The biggest expansion of Egypt’s Suez Canal since it opened in 1869 will boost syndicated loan deals in North Africa’s biggest economy, according to the nation’s largest publicly traded bank.
Syndicated lending in Egypt rose 61 percent in the first nine months to $2.9 billion, according to data compiled by Bloomberg, after a $1.4 billion deal on Sept. 30 boosted what was the lowest total since 2003. The market will grow 25 percent next year, Commercial International Bank Egypt SAE (CIB) said in an e-mailed response to questions Oct. 15.
Banks are preparing for a surge in lending as the government spends about $8.4 billion digging a second waterway to ease congestion at the canal and develop the area to offer logistic services, said CIB’s Managing Director Hisham Ezz Al Arab. Lenders have relied on high yielding government debt to bolster earnings as demand for corporate credit dried up in the aftermath of the 2011 ouster of President Hosni Mubarak.

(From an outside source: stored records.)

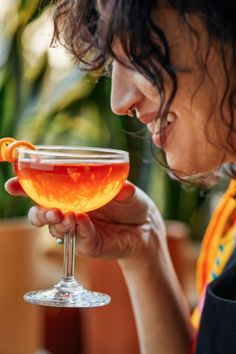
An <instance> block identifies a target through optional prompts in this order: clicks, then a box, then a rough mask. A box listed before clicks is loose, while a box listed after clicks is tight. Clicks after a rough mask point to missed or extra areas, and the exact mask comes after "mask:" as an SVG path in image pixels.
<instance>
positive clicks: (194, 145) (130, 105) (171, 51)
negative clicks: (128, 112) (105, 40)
mask: <svg viewBox="0 0 236 354" xmlns="http://www.w3.org/2000/svg"><path fill="white" fill-rule="evenodd" d="M191 24H192V26H194V28H195V29H196V30H197V32H198V38H199V39H198V40H197V39H196V36H194V34H193V32H192V31H191V30H189V28H188V27H187V25H186V23H184V22H183V21H181V19H179V17H178V16H177V14H176V13H175V12H174V11H171V10H163V12H162V13H161V16H160V20H158V26H159V27H161V28H162V30H163V32H164V33H165V35H166V37H167V39H168V43H169V46H170V57H171V63H172V64H173V66H174V67H176V68H180V69H181V68H182V69H187V70H185V71H182V72H181V70H180V71H177V82H178V89H177V92H176V95H175V98H174V100H173V101H172V103H171V105H170V108H169V114H168V115H167V119H168V121H169V124H168V126H167V127H166V128H164V129H165V134H164V136H165V140H164V142H163V146H162V148H163V150H164V151H165V153H166V158H167V162H168V165H169V166H170V168H171V169H173V170H176V171H178V173H177V174H179V175H180V176H188V175H194V174H196V173H204V172H208V171H211V170H213V169H215V168H217V167H218V166H219V165H221V164H222V163H223V162H234V161H235V157H234V156H233V155H232V154H230V153H229V152H227V150H226V148H225V147H226V138H227V134H228V127H227V126H226V124H225V123H224V122H223V119H222V116H221V109H220V103H221V99H222V96H223V93H224V91H225V87H226V79H225V74H224V69H223V64H222V60H221V57H220V53H219V52H218V50H217V44H216V43H215V44H214V43H212V45H211V46H210V47H209V43H208V39H207V36H206V34H205V32H204V28H203V26H202V25H201V23H200V21H199V20H198V19H197V18H192V19H191ZM209 48H210V49H209ZM114 50H115V52H116V54H117V55H118V56H120V57H121V58H122V59H123V60H126V58H125V57H124V54H123V53H122V49H121V47H120V46H119V43H117V44H116V45H115V48H114ZM206 57H207V62H206V68H207V72H205V75H204V73H203V72H202V69H201V68H200V66H201V60H202V61H203V62H205V60H206ZM228 65H230V64H228ZM165 84H166V90H167V93H168V87H169V89H170V86H169V84H168V82H166V83H165ZM159 103H160V100H159V94H158V91H157V89H156V88H155V87H154V86H152V84H151V82H149V81H148V80H147V79H145V78H144V77H143V76H142V75H141V74H140V73H138V72H137V71H134V70H130V69H129V68H127V67H125V66H124V65H122V64H120V63H119V62H117V61H114V63H113V72H112V93H111V107H112V110H113V111H114V113H116V114H119V115H125V114H127V112H128V110H129V109H130V108H132V107H134V108H135V110H136V115H137V118H138V119H139V120H140V121H142V122H143V123H144V124H145V125H147V128H148V129H149V130H150V133H151V135H152V139H153V142H154V144H155V145H156V146H160V134H159V133H158V131H159V128H158V124H159V123H158V120H159V118H158V117H157V113H158V110H159ZM224 115H225V118H226V120H228V121H229V112H228V109H227V108H226V107H224ZM206 131H207V134H206Z"/></svg>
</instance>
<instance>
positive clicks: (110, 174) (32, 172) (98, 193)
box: [14, 145, 129, 307]
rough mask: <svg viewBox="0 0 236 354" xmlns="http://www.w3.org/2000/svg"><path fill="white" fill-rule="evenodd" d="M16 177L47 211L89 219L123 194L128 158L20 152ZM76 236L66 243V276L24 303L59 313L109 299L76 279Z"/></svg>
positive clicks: (128, 164)
mask: <svg viewBox="0 0 236 354" xmlns="http://www.w3.org/2000/svg"><path fill="white" fill-rule="evenodd" d="M14 167H15V172H16V175H17V177H18V180H19V182H20V184H21V186H22V187H23V189H24V191H25V192H26V194H27V195H28V196H29V197H30V198H31V199H32V200H33V201H34V202H36V203H37V204H39V205H41V206H43V207H46V208H59V209H60V210H61V211H62V212H63V213H66V212H69V211H73V212H75V213H80V212H83V213H86V212H89V211H92V210H95V209H97V208H100V207H102V206H103V205H105V204H106V203H108V202H109V201H110V200H112V199H113V198H114V197H115V195H116V194H117V193H118V192H119V191H120V190H121V188H122V186H123V185H124V183H125V180H126V178H127V176H128V171H129V157H128V153H127V152H125V151H121V150H113V149H102V148H88V147H67V146H43V145H42V146H37V149H36V150H28V149H24V148H19V149H17V159H16V162H15V166H14ZM74 263H75V232H74V230H71V231H70V232H68V233H67V234H66V235H65V237H64V275H63V278H62V280H61V281H60V282H59V283H58V284H56V285H55V286H54V287H52V288H50V289H44V290H38V291H32V292H29V293H27V294H25V296H24V299H25V301H26V302H29V303H33V304H38V305H46V306H55V307H95V306H102V305H106V304H108V303H109V302H110V300H111V299H110V296H108V295H107V294H103V293H99V292H94V291H90V290H86V289H85V288H84V287H83V286H82V285H81V284H80V283H78V282H77V280H76V279H75V277H74Z"/></svg>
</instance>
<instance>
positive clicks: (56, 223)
mask: <svg viewBox="0 0 236 354" xmlns="http://www.w3.org/2000/svg"><path fill="white" fill-rule="evenodd" d="M63 218H64V216H63V214H62V212H61V211H60V210H59V209H47V208H43V207H40V206H33V207H32V208H30V210H29V213H28V219H29V221H30V222H31V224H32V225H34V226H37V227H42V226H44V225H47V224H52V225H53V224H57V223H59V222H61V221H62V220H63Z"/></svg>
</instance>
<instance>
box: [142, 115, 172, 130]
mask: <svg viewBox="0 0 236 354" xmlns="http://www.w3.org/2000/svg"><path fill="white" fill-rule="evenodd" d="M175 119H176V116H175V114H174V113H172V112H169V113H168V114H167V117H166V119H165V120H164V121H161V119H160V118H159V119H157V120H153V121H151V122H150V123H148V124H147V127H148V130H149V131H150V133H151V134H152V135H157V134H159V133H160V131H161V130H162V129H165V128H167V127H168V126H169V125H170V124H172V123H173V122H174V121H175Z"/></svg>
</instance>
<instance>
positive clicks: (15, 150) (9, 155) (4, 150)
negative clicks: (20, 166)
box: [0, 138, 36, 162]
mask: <svg viewBox="0 0 236 354" xmlns="http://www.w3.org/2000/svg"><path fill="white" fill-rule="evenodd" d="M19 147H22V148H25V149H30V150H36V147H35V146H34V145H33V144H31V143H30V142H28V141H25V140H16V139H13V138H2V139H0V162H3V161H7V162H15V160H16V149H18V148H19Z"/></svg>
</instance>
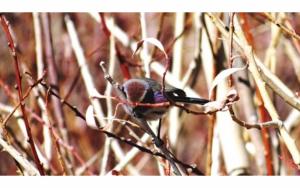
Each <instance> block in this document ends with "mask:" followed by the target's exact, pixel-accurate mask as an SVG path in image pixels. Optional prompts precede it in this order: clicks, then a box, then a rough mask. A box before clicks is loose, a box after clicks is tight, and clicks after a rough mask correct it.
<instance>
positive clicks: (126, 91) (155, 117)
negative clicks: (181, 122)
mask: <svg viewBox="0 0 300 188" xmlns="http://www.w3.org/2000/svg"><path fill="white" fill-rule="evenodd" d="M162 88H163V87H162V85H161V84H160V82H158V81H156V80H154V79H151V78H132V79H128V80H127V81H125V82H124V83H123V84H122V86H121V91H122V93H123V95H124V96H125V98H126V100H127V101H128V102H130V103H132V104H159V103H165V102H170V104H172V103H174V102H176V103H188V104H200V105H203V104H206V103H208V102H210V100H207V99H203V98H193V97H187V96H186V93H185V91H184V90H182V89H179V88H176V87H173V86H170V85H165V92H164V93H163V90H162ZM125 108H126V109H125V110H126V111H127V112H128V113H133V115H134V116H135V117H137V118H142V119H145V120H147V121H152V120H158V119H160V118H162V116H163V115H164V114H166V112H167V111H168V109H169V108H170V105H160V106H143V105H136V106H133V107H132V108H128V106H126V107H125ZM128 109H131V110H128Z"/></svg>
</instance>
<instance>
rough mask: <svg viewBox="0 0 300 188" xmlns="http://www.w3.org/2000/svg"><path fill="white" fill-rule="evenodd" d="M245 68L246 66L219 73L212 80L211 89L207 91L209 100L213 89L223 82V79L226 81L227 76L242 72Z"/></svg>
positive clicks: (229, 75) (246, 66)
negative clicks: (219, 83)
mask: <svg viewBox="0 0 300 188" xmlns="http://www.w3.org/2000/svg"><path fill="white" fill-rule="evenodd" d="M245 68H247V66H245V67H242V68H230V69H226V70H223V71H221V72H220V73H219V74H218V75H217V76H216V77H215V79H214V80H213V82H212V84H211V88H210V90H209V98H210V99H211V97H212V96H211V95H212V91H213V89H214V88H215V87H216V86H217V85H218V84H219V83H221V82H223V81H224V79H226V78H227V77H228V76H230V75H232V74H234V73H236V72H238V71H241V70H244V69H245Z"/></svg>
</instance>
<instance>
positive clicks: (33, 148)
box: [0, 15, 45, 175]
mask: <svg viewBox="0 0 300 188" xmlns="http://www.w3.org/2000/svg"><path fill="white" fill-rule="evenodd" d="M0 22H1V25H2V29H3V30H4V32H5V35H6V39H7V41H8V46H9V49H10V51H11V54H12V56H13V59H14V66H15V74H16V80H17V85H18V96H19V101H20V102H21V110H22V114H23V119H24V122H25V126H26V131H27V136H28V142H29V144H30V146H31V150H32V154H33V156H34V161H35V164H36V165H37V168H38V170H39V172H40V174H41V175H45V171H44V168H43V165H42V163H41V161H40V159H39V157H38V154H37V152H36V148H35V146H34V141H33V137H32V133H31V128H30V124H29V121H28V117H27V113H26V110H25V103H24V101H23V92H22V81H21V79H22V77H21V74H20V68H19V59H18V56H17V52H16V49H15V43H14V41H13V38H12V36H11V34H10V30H9V23H8V21H7V20H6V18H5V17H4V16H3V15H1V16H0Z"/></svg>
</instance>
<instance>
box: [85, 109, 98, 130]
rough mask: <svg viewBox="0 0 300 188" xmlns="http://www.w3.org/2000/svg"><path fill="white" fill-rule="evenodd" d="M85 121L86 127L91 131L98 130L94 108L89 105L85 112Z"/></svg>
mask: <svg viewBox="0 0 300 188" xmlns="http://www.w3.org/2000/svg"><path fill="white" fill-rule="evenodd" d="M85 119H86V123H87V126H89V127H91V128H92V129H98V126H97V123H96V120H95V115H94V108H93V106H92V105H89V106H88V108H87V109H86V112H85Z"/></svg>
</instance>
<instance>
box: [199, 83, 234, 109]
mask: <svg viewBox="0 0 300 188" xmlns="http://www.w3.org/2000/svg"><path fill="white" fill-rule="evenodd" d="M238 99H239V96H238V94H237V91H236V90H235V89H231V90H229V91H228V93H227V95H226V98H224V99H222V100H217V101H212V102H209V103H206V104H205V105H203V111H204V112H205V113H212V112H217V111H221V110H226V109H227V108H226V107H227V106H229V105H232V104H233V103H234V102H235V101H237V100H238Z"/></svg>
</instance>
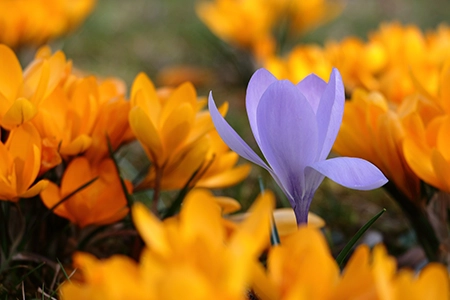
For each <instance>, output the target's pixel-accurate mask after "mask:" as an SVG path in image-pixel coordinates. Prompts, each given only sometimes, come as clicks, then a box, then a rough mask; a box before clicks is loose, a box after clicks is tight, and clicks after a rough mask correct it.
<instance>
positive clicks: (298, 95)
mask: <svg viewBox="0 0 450 300" xmlns="http://www.w3.org/2000/svg"><path fill="white" fill-rule="evenodd" d="M256 121H257V126H258V130H259V137H260V144H259V147H260V148H261V151H262V152H263V154H264V156H265V158H266V160H267V162H268V163H269V165H270V167H271V168H272V169H273V171H274V172H275V174H277V176H278V178H279V179H280V181H281V184H282V186H281V188H283V190H285V191H288V192H289V194H288V197H289V198H292V199H300V198H303V196H304V195H303V190H304V185H305V182H304V180H305V179H304V169H305V167H306V166H307V165H309V164H311V163H312V162H313V161H314V159H315V157H316V156H317V154H316V152H317V126H316V116H315V114H314V111H313V110H312V108H311V106H310V105H309V102H308V101H307V100H306V98H305V97H304V96H303V95H302V94H301V93H300V92H299V90H298V89H297V87H296V86H295V85H293V84H292V83H291V82H289V81H287V80H282V81H278V82H276V83H273V84H271V85H270V86H269V87H268V88H267V90H266V92H265V93H264V94H263V96H262V97H261V100H260V102H259V106H258V110H257V119H256Z"/></svg>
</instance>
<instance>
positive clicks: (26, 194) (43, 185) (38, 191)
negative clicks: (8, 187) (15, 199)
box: [19, 180, 49, 198]
mask: <svg viewBox="0 0 450 300" xmlns="http://www.w3.org/2000/svg"><path fill="white" fill-rule="evenodd" d="M48 183H49V181H48V180H39V181H38V182H37V183H36V184H35V185H33V186H32V187H30V188H29V189H28V190H27V191H26V192H25V193H22V194H20V195H19V197H20V198H31V197H34V196H36V195H37V194H39V193H41V192H42V191H43V190H45V189H46V188H47V186H48Z"/></svg>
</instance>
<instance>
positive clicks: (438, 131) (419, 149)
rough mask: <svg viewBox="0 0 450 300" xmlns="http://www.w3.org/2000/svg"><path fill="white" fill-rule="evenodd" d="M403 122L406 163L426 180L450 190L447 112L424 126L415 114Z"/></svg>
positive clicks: (448, 191) (411, 115) (449, 124)
mask: <svg viewBox="0 0 450 300" xmlns="http://www.w3.org/2000/svg"><path fill="white" fill-rule="evenodd" d="M405 124H406V125H405V127H406V130H407V132H408V134H407V136H406V138H405V140H404V143H403V151H404V155H405V159H406V161H407V163H408V165H409V166H410V167H411V169H412V170H413V171H414V172H415V173H416V174H417V175H418V176H419V177H420V178H421V179H422V180H423V181H425V182H426V183H428V184H430V185H432V186H434V187H436V188H438V189H440V190H442V191H445V192H450V176H449V175H450V156H449V153H450V144H449V136H450V115H444V116H440V117H436V118H434V119H433V120H432V121H430V122H429V123H428V124H427V125H425V124H424V122H423V121H422V119H421V118H420V116H419V114H417V113H415V114H412V115H411V116H409V118H408V120H407V122H405Z"/></svg>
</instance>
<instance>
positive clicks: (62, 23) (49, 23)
mask: <svg viewBox="0 0 450 300" xmlns="http://www.w3.org/2000/svg"><path fill="white" fill-rule="evenodd" d="M95 2H96V1H95V0H18V1H8V0H1V1H0V12H2V13H1V14H0V24H1V28H2V30H1V31H0V43H5V44H6V45H8V46H10V47H12V48H19V47H21V46H40V45H42V44H44V43H46V42H48V41H49V40H52V39H55V38H57V37H60V36H62V35H64V34H67V33H68V32H69V31H72V30H74V29H75V28H76V27H78V26H79V25H80V23H81V22H82V21H83V20H84V19H85V18H86V17H87V16H88V15H89V13H90V12H91V11H92V9H93V7H94V4H95Z"/></svg>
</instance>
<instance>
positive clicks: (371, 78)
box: [265, 23, 450, 203]
mask: <svg viewBox="0 0 450 300" xmlns="http://www.w3.org/2000/svg"><path fill="white" fill-rule="evenodd" d="M448 49H450V30H449V28H448V27H446V26H444V25H441V26H440V27H439V28H438V29H437V30H436V31H431V32H428V33H426V34H423V33H422V32H421V31H420V30H419V29H418V28H417V27H416V26H413V25H409V26H402V25H400V24H399V23H386V24H382V25H381V26H380V28H379V30H377V31H375V32H372V33H371V34H369V37H368V41H367V42H364V41H362V40H361V39H359V38H355V37H347V38H345V39H344V40H343V41H341V42H328V43H326V44H325V46H324V47H323V48H322V47H319V46H314V45H301V46H298V47H297V48H295V49H293V50H292V51H291V52H290V53H289V54H288V55H287V56H286V57H283V58H281V57H275V56H273V57H271V58H268V59H267V60H266V61H265V66H266V67H267V68H268V69H269V70H271V71H272V72H273V73H274V74H276V76H278V77H279V78H287V79H290V80H291V81H293V82H298V81H299V80H301V79H302V78H304V77H305V76H306V75H307V74H309V73H311V72H314V73H315V74H317V75H318V76H321V77H322V78H324V79H326V76H327V74H328V73H329V72H330V71H331V69H332V67H337V68H338V69H339V70H340V72H341V74H342V77H343V81H344V83H345V88H346V92H347V94H348V95H350V101H347V103H346V105H345V112H344V119H343V123H342V126H341V130H340V134H339V136H338V138H337V140H336V144H335V145H334V150H335V151H336V152H338V153H339V154H342V155H348V156H355V157H362V158H365V159H367V160H369V161H371V162H373V163H374V164H375V165H377V166H378V167H379V168H380V169H381V170H382V171H383V173H384V174H386V175H387V177H388V178H389V179H391V180H392V181H393V182H394V183H395V185H396V186H397V188H398V189H399V190H400V191H401V193H403V194H404V195H405V196H406V197H407V198H409V199H410V200H412V201H414V202H416V203H419V202H420V201H421V200H420V198H421V193H420V181H419V178H420V179H422V180H424V181H426V182H427V183H429V184H431V185H433V186H435V187H437V188H439V189H442V190H444V191H448V190H449V189H448V188H446V187H444V186H445V184H444V183H440V182H438V181H439V180H437V179H432V178H431V176H429V173H430V169H432V168H430V166H431V164H432V163H431V160H432V158H431V152H432V149H433V148H436V147H437V146H436V143H435V142H431V143H429V142H430V141H429V140H428V142H425V141H426V139H425V135H419V134H417V130H418V129H419V128H421V127H422V132H423V131H424V130H425V129H424V126H427V125H428V124H429V122H431V121H432V119H434V117H437V116H442V115H446V114H447V113H446V111H448V110H446V106H447V104H446V100H445V97H446V95H445V90H446V81H448V80H447V78H446V76H447V75H446V72H447V68H448V67H447V65H448V61H449V58H450V56H449V54H448V53H449V52H448ZM411 114H413V115H416V117H414V118H413V117H411ZM419 116H420V118H421V119H422V121H421V122H422V123H423V124H418V123H417V122H418V118H419ZM413 120H415V121H413ZM432 124H436V123H435V122H432ZM436 125H437V124H436ZM411 126H416V127H415V128H413V127H411ZM433 130H437V127H434V126H433ZM414 132H415V133H414ZM432 135H433V133H428V134H427V136H428V139H430V136H432ZM406 136H408V138H407V140H408V141H407V142H405V143H404V140H405V137H406ZM433 136H435V135H433ZM420 140H423V142H422V141H420ZM413 141H414V143H415V144H416V145H417V144H420V145H421V146H420V149H423V150H424V151H425V148H423V147H424V145H427V147H428V148H427V149H428V150H426V151H425V152H426V153H428V154H427V155H425V152H424V151H420V154H421V155H419V153H418V151H419V148H417V147H415V148H413V144H414V143H413ZM440 147H444V146H442V145H441V146H440ZM405 155H406V156H407V157H408V158H407V159H405ZM435 156H436V155H435ZM442 158H444V157H442ZM437 159H439V158H436V157H435V158H434V160H435V163H437V162H436V160H437ZM439 165H440V166H441V168H443V166H448V165H449V164H448V163H447V162H446V160H445V159H444V160H441V163H439ZM441 171H443V170H441ZM431 172H432V173H435V172H440V171H431ZM444 174H445V173H440V174H439V176H438V175H434V177H441V176H443V175H444ZM444 178H447V177H441V179H440V180H441V181H442V180H444V181H445V179H444Z"/></svg>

“We see a recovery in syndicated loans in the second half of 2015 or early 2016, far exceeding” pre-political unrest levels, said Ezz Al Arab, who also serves as chairman of the Federation of Egyptian Banks. “There will be quantum leaps. It’s not only going to impact corporate finance requirements, but also the consumer requirements.”
Syndicated loans averaged about $6 billion a year in the five years leading up to the anti-government protests in January 2011, according to data compiled by Bloomberg. That’s about twice the total for each of the last two years.
Shares in CIB, which is the country’s biggest listed company and accounts for 30 percent of the benchmark EGX 30 Index, are up 41 percent this year as of 10:24 a.m. in Cairo, giving it a market value of more than 41.4 billion Egyptian pounds ($5.8 billion).